November 22, 2021

The Pilot's Daughter

Author: Meredith Jaeger
Genre:
Historical Fiction

Publisher:
Penguin Publishing Group, 2021

Pages:
352

Rating:
Highly Recommend

Synopsis: In the final months of World War II, San Francisco newspaper secretary Ellie Morgan should be planning her own wedding and subsequent exit from the newsroom into domestic life. Intsead, Ellie who harbors dreams of having her own column, is using all the skills she's learned as a would-be reporter to try to uncover any scrap of evidence that her missing pilot father is still alive. But when she discovers a stack of love letters from a woman who is not her mother in his possessions, her already fragile world goes into a tailspin, and she vows to find out the truth about the father she loves - and the woman who loved him back.

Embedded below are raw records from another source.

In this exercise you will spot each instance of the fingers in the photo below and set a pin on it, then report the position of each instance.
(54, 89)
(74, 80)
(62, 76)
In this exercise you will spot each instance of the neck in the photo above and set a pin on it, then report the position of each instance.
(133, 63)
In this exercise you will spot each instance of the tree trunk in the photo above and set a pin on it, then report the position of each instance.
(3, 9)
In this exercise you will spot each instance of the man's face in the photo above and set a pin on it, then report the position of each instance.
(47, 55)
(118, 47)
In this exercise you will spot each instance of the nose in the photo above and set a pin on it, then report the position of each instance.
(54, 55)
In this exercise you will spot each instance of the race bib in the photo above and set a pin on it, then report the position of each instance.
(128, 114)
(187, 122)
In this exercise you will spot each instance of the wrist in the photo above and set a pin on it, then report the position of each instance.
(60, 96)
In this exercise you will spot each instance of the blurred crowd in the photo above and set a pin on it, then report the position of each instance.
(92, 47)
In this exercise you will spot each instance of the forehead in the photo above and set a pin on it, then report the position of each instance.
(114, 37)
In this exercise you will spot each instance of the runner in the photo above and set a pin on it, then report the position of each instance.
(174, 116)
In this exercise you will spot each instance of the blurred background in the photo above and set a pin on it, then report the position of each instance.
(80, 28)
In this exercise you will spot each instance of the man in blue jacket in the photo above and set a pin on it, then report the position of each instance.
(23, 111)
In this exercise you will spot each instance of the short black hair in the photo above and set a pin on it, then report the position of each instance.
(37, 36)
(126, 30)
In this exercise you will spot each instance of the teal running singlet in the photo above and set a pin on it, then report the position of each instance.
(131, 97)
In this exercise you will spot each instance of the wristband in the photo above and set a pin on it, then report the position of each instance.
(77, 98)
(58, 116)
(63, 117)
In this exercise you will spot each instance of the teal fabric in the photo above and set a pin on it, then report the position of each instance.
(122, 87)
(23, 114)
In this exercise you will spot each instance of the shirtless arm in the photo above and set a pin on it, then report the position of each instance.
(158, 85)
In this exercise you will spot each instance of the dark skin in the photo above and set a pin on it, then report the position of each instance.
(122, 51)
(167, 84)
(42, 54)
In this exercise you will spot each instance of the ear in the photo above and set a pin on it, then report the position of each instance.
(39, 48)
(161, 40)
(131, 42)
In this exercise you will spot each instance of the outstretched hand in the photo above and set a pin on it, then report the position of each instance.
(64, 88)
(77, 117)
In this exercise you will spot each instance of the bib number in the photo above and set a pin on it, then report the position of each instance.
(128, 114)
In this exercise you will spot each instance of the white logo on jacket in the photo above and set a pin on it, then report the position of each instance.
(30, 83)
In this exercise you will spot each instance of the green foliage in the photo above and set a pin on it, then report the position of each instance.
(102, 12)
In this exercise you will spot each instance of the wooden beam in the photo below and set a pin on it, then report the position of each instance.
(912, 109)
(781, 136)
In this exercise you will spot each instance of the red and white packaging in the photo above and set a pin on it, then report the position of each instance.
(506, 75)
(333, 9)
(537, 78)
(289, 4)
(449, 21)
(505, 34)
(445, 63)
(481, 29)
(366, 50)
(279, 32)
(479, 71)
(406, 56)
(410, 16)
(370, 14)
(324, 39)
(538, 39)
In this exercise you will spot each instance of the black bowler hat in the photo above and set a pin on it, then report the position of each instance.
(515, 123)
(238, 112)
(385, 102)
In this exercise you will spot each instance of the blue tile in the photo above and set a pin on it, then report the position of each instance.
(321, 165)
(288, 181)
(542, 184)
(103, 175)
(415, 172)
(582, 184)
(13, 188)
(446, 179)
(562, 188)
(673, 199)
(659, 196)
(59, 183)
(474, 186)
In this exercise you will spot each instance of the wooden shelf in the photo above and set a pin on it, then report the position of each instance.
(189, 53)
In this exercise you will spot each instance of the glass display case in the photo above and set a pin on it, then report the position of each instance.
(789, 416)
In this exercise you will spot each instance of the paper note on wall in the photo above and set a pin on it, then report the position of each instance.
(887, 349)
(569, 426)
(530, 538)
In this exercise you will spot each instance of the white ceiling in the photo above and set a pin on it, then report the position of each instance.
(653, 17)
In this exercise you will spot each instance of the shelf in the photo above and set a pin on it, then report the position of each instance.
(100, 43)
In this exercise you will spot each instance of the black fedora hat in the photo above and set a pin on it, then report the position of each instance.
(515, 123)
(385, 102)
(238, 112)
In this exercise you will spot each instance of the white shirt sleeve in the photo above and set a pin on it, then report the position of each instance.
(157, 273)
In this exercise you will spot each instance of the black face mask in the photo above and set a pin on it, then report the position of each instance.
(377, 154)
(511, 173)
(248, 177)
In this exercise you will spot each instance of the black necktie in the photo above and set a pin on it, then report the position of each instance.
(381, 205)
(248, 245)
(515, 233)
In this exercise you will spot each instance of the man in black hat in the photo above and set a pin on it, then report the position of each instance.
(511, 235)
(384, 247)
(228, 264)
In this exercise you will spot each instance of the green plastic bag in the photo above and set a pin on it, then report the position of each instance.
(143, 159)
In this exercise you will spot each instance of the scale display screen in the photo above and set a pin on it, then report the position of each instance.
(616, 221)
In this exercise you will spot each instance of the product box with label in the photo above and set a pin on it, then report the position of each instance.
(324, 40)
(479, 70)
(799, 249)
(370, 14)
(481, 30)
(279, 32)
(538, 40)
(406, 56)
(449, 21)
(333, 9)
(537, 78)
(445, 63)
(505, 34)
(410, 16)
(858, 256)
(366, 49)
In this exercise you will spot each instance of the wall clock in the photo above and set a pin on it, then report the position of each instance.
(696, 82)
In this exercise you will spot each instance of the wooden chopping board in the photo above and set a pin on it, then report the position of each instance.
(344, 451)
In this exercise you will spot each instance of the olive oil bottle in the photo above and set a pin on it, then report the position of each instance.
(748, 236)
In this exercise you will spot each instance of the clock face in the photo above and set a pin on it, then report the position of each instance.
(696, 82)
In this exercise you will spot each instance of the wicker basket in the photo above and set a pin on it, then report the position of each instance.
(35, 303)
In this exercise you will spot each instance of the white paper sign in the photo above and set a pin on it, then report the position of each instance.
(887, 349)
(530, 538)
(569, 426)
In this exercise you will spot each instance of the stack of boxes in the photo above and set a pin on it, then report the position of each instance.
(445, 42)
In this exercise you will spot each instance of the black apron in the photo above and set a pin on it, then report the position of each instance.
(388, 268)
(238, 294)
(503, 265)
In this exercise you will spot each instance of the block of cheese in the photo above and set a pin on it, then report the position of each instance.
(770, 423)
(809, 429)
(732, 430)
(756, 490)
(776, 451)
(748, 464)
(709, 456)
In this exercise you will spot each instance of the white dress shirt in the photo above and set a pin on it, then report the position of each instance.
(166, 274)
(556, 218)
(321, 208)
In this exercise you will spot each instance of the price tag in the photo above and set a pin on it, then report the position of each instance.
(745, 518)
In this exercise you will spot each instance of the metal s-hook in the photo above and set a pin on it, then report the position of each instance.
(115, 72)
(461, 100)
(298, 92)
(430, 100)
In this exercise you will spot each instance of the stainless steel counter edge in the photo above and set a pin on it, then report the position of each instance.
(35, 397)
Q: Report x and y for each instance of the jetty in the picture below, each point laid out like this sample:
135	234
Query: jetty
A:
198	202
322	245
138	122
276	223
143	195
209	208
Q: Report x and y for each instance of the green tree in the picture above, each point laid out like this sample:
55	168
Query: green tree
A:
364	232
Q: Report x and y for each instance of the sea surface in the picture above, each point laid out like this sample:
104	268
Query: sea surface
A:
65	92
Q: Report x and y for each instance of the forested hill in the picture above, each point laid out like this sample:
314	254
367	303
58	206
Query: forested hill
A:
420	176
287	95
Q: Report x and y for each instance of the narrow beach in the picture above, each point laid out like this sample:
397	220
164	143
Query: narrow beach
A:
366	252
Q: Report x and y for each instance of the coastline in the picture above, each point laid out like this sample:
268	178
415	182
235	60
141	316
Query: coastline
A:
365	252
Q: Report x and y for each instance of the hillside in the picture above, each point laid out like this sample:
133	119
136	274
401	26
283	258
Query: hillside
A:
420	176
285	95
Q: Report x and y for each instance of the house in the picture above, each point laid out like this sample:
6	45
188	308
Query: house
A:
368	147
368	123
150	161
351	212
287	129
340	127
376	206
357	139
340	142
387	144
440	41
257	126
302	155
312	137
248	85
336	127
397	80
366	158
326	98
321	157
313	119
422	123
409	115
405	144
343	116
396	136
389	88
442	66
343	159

When Ellie arrives on her aunt Iris' doorstep, clutching a stack of letters and uttering a name Iris hasn't heard in decades, Iris is terrified. She's hidden her past as a Ziegfeld Follies showgirl from her family, and her experiences in New York City in the 1920s could reveal much more than the origin of her brother-in-law's alleged affair. Iris' heady deays in the spotlight weren't enough to outshine the darker underbelly of Jazz Age New York, and she's spent the past twenty years believing that her actions in those days led to murder.

Review: I loved this book. I loved the settings. I loved the characters. I loved the story. 

I was a little hesitant to read it because while I had enjoyed Boardwalk Summer immensely, I was disappointed that it was a rewrite of her debut novel, The Dressmaker's Dowry. The characters and time periods had changed, but the formula did not. 

I am happy to say, The Pilot's Wife is story unto itself. Thoroughly enjoyed.